Start-up wants to improve environmental footprint
3D printing has been touted as an environmentally friendly technology but the jury is still out on whether it can live up to its promise. So far, at least for hobbyist 3D printers, most of the filament is still made of virgin plastic, according to the start-up Dimension Polymers. It aims at producing and distributing filament from recycled plastic.
More at CoExist
Kodak introduces fastest black-and-white inkjet press
It prints at record-breaking speed of up to 1000 fpm, according to Kodak’s announcement. The Kodak Prosper 1000 Plus Press uses Kodak Stream Inkjet Technology and features new enhancements to the transport and software capabilities.
More at What They Think
3D Systems releases new medical 3D printer
The opportunities in medical 3D printing have been widely discussed and thus, it comes at no surprise that 3D printer manufacturers are expanding their portfolios in this field. 3D Systems just announced the ProJet 3510 DPPro all-in-one medical 3D printer.

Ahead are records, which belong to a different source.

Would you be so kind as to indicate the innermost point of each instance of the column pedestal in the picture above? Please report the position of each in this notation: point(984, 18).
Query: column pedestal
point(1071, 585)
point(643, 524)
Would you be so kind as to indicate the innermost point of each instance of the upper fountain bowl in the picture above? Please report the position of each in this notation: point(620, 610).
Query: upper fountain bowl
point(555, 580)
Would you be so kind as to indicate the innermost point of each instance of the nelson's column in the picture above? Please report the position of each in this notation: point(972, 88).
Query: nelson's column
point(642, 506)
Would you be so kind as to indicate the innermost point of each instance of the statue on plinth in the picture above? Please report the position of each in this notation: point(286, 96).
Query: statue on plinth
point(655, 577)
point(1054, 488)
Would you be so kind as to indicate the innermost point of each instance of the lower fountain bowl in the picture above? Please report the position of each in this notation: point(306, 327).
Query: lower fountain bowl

More at 3D Printing Industry
Digital technology finds new use in ceramic tile printing
Screen printing has long been used as the dominant process for ceramic tile printing. This is changing, however, as inkjet printing technology is explored as a new and flexible option to create decorative patterns and designs on tiles.
More at FESPA
New Australian food label law may benefit printers
Printing businesses have welcomed the proposed new food label law to be introduced in Australia. Printers have told writers at Labels & Labeling that the initiative augurs well for the label printing and converting industry in that new frozen food pack labels will have to be larger, more colorful and contain greater amounts of consumer information.
More at Labels & Labeling
Smurfit Kappa devises ways to increase visibility on store shelves
Smurfit Kappa, one of leading companies in paper-based packaging, has announced its latest solution, the Shelf-Facer, which will increase the visibility of goods on the shelf by up to 50%, according to the company. The solution is the result of in-store research and the work of several designers and packaging experts.